Pozitif bilimlerin zaferinin şafağında sosyal bilimler meşruiyet zemininin ayaklarının altından kaydığını hissederek bağırıyordu: Bilimin işi açıklamaktır, bizim işimiz ise anlamak. Bilim moleküllere, frekanslara, izotoplara, DNA'lara bölerek bir gülün nasıl koktuğunu, o enstrümandan o yürek yakan sesin nasıl çıktığını, o çocuğun dedesine nasıl da benzediğini açıklamayı başarıyordu. Fakat insan, doymak bilmez iştahıyla "neden?" sorusuyla yetinmeyip "niye?"lerin de peşine düşüyordu. Niye sorusu bir üst anlatıyı arar, bir bağlama oturmak, bir hikayeye dönüşmek, metafiziğe açılmak ister.

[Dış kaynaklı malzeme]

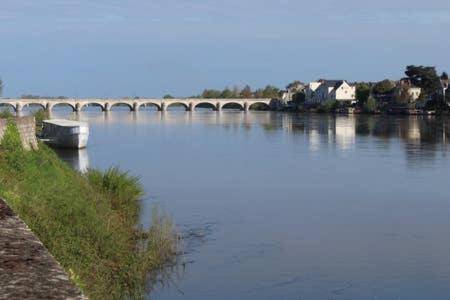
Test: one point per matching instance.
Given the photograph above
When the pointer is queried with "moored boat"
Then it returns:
(65, 133)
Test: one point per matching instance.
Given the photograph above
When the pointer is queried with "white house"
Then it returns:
(412, 91)
(318, 92)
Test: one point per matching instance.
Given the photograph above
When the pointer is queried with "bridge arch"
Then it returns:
(205, 104)
(31, 105)
(7, 106)
(258, 106)
(84, 105)
(148, 104)
(232, 105)
(119, 104)
(61, 104)
(176, 103)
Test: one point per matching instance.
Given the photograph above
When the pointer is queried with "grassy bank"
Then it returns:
(88, 222)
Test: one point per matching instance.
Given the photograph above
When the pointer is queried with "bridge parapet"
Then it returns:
(134, 104)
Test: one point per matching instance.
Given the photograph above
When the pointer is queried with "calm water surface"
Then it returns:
(286, 206)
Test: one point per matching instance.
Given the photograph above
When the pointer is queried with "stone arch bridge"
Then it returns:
(135, 104)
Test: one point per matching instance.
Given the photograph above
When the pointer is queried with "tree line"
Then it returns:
(269, 91)
(371, 95)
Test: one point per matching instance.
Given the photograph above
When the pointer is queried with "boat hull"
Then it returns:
(65, 134)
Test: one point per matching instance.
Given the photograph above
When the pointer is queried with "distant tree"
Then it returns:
(299, 97)
(246, 92)
(425, 78)
(383, 87)
(236, 92)
(362, 92)
(270, 91)
(370, 105)
(403, 98)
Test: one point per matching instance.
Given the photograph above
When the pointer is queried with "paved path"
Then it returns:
(27, 270)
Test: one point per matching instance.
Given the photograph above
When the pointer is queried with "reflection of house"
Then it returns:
(345, 132)
(318, 92)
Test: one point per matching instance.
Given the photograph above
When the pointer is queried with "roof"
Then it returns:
(65, 123)
(332, 83)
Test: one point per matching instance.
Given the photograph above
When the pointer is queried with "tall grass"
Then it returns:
(6, 114)
(88, 222)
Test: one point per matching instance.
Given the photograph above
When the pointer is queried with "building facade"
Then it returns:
(321, 91)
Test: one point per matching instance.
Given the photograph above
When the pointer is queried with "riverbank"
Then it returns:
(89, 223)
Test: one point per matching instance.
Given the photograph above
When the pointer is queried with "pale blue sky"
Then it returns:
(112, 48)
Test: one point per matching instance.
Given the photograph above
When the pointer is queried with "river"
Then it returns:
(290, 206)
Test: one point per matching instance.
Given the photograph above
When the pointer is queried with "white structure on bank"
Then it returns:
(412, 91)
(318, 92)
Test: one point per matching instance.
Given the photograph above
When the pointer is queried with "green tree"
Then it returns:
(370, 105)
(236, 92)
(362, 92)
(299, 97)
(424, 77)
(246, 92)
(383, 87)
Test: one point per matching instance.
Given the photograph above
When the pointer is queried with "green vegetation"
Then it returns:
(362, 92)
(371, 105)
(88, 222)
(6, 114)
(384, 87)
(269, 91)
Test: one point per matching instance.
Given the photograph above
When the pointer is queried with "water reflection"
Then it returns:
(421, 136)
(78, 159)
(289, 206)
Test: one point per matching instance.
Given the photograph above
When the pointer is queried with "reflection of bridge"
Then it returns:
(134, 104)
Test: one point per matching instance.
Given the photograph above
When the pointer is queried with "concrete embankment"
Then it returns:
(27, 130)
(27, 270)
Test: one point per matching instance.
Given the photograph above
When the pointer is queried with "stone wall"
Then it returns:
(27, 269)
(27, 130)
(3, 124)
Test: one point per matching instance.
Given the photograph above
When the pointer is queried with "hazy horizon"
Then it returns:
(81, 48)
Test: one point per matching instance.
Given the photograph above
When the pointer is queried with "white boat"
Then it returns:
(65, 133)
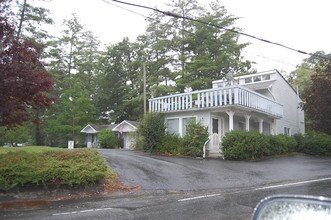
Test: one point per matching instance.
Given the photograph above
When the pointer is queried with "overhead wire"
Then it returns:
(245, 51)
(171, 14)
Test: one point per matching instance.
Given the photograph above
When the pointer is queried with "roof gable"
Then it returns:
(126, 126)
(92, 128)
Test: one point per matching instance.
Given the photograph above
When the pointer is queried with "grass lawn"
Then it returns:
(49, 166)
(30, 149)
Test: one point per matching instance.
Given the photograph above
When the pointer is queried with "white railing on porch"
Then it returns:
(212, 98)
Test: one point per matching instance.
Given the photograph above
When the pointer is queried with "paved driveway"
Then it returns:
(155, 173)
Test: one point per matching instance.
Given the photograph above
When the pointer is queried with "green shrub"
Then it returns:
(152, 130)
(65, 167)
(108, 139)
(170, 144)
(281, 144)
(196, 136)
(243, 145)
(315, 143)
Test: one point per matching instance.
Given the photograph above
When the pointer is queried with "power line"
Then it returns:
(245, 51)
(168, 13)
(125, 9)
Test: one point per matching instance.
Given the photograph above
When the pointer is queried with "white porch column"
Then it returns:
(231, 114)
(261, 125)
(247, 117)
(273, 127)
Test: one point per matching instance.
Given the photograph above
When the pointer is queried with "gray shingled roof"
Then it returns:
(134, 123)
(102, 127)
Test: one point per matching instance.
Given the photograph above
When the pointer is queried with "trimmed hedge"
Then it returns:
(170, 144)
(243, 145)
(67, 167)
(281, 144)
(316, 143)
(190, 145)
(152, 131)
(196, 136)
(240, 145)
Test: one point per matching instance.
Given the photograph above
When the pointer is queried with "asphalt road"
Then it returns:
(183, 188)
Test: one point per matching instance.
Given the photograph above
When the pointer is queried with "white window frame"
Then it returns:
(180, 122)
(287, 131)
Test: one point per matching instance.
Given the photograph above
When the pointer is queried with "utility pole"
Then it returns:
(145, 107)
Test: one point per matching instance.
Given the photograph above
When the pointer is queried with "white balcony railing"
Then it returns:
(212, 98)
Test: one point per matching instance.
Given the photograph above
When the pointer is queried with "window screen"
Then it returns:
(186, 121)
(173, 126)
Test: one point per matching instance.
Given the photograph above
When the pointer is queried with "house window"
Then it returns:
(178, 125)
(248, 80)
(186, 121)
(257, 78)
(173, 126)
(287, 131)
(266, 77)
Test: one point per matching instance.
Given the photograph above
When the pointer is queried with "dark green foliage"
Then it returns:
(315, 143)
(67, 167)
(171, 143)
(108, 139)
(281, 144)
(317, 97)
(152, 129)
(242, 145)
(196, 136)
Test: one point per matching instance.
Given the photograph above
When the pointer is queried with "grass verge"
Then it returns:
(29, 149)
(51, 167)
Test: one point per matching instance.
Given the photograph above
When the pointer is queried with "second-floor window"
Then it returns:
(287, 131)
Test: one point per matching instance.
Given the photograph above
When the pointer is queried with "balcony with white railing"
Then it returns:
(215, 98)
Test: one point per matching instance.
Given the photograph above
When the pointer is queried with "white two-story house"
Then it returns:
(263, 102)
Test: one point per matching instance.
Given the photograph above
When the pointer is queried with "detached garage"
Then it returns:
(126, 129)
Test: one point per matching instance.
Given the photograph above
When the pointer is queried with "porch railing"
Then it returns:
(211, 98)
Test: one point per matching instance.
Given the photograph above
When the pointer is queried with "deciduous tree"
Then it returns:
(317, 97)
(24, 82)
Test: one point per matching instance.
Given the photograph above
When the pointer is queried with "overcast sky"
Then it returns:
(301, 24)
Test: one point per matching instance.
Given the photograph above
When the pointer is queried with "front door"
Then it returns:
(216, 130)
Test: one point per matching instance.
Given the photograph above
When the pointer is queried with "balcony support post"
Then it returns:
(261, 125)
(231, 114)
(247, 117)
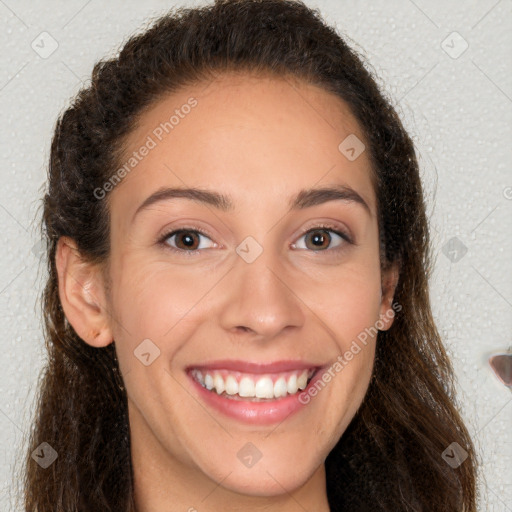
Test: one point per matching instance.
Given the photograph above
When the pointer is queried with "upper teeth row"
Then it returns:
(249, 386)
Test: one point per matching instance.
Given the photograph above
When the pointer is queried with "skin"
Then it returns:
(259, 140)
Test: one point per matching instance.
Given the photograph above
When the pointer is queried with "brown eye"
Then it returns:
(185, 240)
(320, 239)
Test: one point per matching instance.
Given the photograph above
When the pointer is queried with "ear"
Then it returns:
(82, 294)
(389, 281)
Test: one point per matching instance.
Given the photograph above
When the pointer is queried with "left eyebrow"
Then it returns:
(306, 198)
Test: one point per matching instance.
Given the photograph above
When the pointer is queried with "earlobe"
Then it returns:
(389, 282)
(81, 292)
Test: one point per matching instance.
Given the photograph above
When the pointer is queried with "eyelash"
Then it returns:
(192, 229)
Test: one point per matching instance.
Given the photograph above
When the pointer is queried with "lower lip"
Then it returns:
(255, 413)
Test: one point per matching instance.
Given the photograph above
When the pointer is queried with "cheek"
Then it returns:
(347, 299)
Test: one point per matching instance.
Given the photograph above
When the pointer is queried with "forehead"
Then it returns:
(253, 137)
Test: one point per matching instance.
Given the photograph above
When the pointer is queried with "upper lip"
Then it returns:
(255, 367)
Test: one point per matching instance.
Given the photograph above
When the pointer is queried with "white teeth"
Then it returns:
(264, 388)
(231, 385)
(302, 381)
(208, 381)
(292, 385)
(246, 387)
(280, 387)
(253, 387)
(218, 383)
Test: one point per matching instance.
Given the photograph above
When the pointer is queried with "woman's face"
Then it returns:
(251, 294)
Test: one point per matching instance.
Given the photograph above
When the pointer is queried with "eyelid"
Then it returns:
(319, 225)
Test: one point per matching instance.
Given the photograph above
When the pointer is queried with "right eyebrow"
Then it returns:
(306, 198)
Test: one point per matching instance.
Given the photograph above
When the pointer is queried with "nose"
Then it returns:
(259, 299)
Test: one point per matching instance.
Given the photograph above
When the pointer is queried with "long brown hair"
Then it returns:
(390, 456)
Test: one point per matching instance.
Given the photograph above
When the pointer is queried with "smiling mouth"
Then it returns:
(240, 386)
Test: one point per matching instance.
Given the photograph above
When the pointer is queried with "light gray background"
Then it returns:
(458, 111)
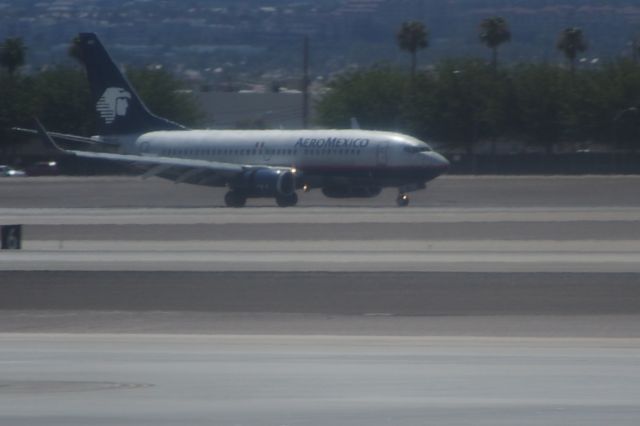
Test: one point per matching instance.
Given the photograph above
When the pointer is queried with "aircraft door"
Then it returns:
(382, 153)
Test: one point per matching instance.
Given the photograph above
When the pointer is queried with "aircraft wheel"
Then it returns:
(287, 200)
(235, 199)
(402, 200)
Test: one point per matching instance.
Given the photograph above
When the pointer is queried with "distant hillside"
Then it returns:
(259, 36)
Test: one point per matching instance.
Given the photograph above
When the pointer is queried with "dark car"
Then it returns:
(43, 168)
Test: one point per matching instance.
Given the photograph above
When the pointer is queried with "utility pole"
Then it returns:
(305, 83)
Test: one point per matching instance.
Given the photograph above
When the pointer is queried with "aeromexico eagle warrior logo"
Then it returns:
(113, 103)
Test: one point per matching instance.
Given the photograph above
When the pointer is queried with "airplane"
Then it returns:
(251, 163)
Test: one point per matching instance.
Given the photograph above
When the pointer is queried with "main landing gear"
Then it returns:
(235, 198)
(289, 200)
(402, 200)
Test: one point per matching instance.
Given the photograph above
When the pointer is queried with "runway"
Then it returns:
(276, 380)
(488, 301)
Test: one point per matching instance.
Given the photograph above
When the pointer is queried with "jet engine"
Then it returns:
(365, 191)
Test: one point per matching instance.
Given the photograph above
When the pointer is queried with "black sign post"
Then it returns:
(11, 237)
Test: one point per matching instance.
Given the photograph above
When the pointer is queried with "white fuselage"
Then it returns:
(311, 152)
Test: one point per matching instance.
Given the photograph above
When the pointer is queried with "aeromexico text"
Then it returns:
(331, 143)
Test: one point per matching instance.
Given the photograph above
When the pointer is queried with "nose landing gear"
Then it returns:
(402, 200)
(287, 200)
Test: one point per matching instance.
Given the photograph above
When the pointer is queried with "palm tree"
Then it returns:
(571, 42)
(12, 53)
(493, 32)
(413, 35)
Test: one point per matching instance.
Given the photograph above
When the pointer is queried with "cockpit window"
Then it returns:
(421, 148)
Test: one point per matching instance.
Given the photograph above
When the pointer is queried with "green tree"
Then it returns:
(571, 42)
(12, 54)
(413, 36)
(494, 32)
(63, 100)
(373, 96)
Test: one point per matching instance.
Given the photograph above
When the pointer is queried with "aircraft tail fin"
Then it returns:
(119, 108)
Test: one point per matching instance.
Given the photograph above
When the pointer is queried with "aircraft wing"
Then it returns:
(64, 136)
(181, 169)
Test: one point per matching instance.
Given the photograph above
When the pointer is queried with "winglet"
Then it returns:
(46, 138)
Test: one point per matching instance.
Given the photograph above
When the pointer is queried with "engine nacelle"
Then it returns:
(267, 182)
(351, 191)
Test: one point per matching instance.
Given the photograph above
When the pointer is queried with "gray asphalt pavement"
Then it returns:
(143, 303)
(73, 380)
(446, 191)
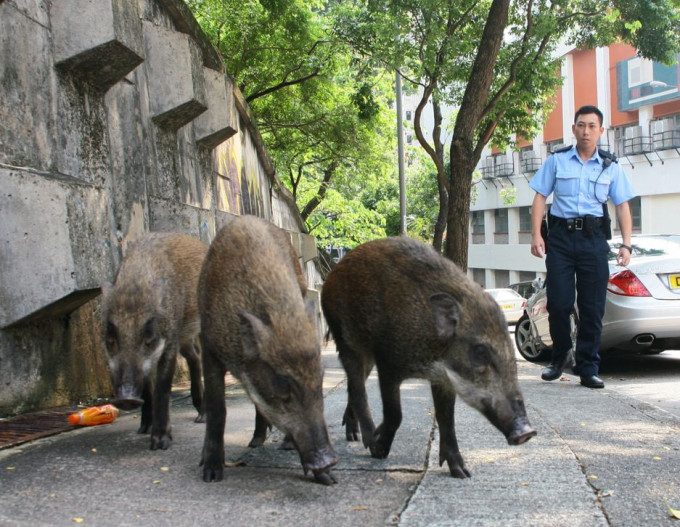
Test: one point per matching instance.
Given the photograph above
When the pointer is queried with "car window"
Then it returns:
(649, 246)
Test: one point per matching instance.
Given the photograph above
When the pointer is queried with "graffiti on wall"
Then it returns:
(241, 186)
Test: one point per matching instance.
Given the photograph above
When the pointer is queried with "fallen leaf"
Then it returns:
(673, 512)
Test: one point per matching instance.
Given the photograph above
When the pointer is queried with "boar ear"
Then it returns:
(446, 310)
(254, 334)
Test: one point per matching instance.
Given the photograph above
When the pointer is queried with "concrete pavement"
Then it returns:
(600, 458)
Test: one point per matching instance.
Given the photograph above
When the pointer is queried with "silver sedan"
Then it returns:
(642, 311)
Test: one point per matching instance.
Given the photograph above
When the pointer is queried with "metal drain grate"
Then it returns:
(27, 427)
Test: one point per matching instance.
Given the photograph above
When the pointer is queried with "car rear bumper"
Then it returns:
(637, 323)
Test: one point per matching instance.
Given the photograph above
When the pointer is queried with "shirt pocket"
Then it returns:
(598, 185)
(566, 184)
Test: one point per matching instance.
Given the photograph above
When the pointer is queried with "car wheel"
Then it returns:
(527, 345)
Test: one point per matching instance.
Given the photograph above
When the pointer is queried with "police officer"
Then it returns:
(581, 178)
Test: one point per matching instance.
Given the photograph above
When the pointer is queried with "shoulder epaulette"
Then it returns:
(563, 149)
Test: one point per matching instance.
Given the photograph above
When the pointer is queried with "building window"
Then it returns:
(554, 145)
(501, 216)
(525, 219)
(636, 213)
(477, 222)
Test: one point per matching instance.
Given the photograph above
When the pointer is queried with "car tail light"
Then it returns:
(625, 283)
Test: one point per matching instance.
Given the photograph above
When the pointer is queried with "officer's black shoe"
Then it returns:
(555, 369)
(592, 381)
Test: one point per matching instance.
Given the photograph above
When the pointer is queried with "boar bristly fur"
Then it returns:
(149, 314)
(257, 324)
(397, 304)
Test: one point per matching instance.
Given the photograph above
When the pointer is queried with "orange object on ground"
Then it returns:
(95, 415)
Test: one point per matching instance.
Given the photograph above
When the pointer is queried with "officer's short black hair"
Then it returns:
(584, 110)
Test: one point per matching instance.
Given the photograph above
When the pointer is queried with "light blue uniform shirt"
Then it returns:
(579, 188)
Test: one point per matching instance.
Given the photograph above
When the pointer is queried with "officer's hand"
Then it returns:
(538, 246)
(623, 257)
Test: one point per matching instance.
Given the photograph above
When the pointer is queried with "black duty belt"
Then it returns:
(587, 223)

Hal böyle olunca, sosyal bilimlerin içinde de bir gümbürtü kopması kaçınılmaz olacaktı. Sosyolojinin, tarihin, antropolojinin insanı anlama teşebbüslerinin akim kalması uzun sürmedi. Sosyal bilimler, bugün halen kendi ırmaklarının yatağında insanı anlamaya çalışmaya devam etseler de, insanın bilime sığmadığı yönündeki kanaatler derinleşti. Bilimlerin karşısında sanat, bir duyuşun, bir sızının, nazlı bir bakışın, uzun bir yorgunluğun anlamını ifade etmekte o denli farklı, revnaklı yollar buluyor ki, Apollon'un karşısında bir Dionysos olarak dikiliyor.
Bu uzun girişi bize Cortázar yazdırdı. Gözlemevi aslında uzun lirik bir deneme metninden ve Cortázar’ın çarpıcı fotoğraflarından oluşuyor. Cortázar, 1968'de Jaipur'da Mihrace II. Cai Singh'ın mermerden inşa ettirdiği görkemli rasathaneyi ziyaret ederek fotoğraflıyor. Bundan dört yıl sonrasındaysa elimizdeki metni kaleme alıyor.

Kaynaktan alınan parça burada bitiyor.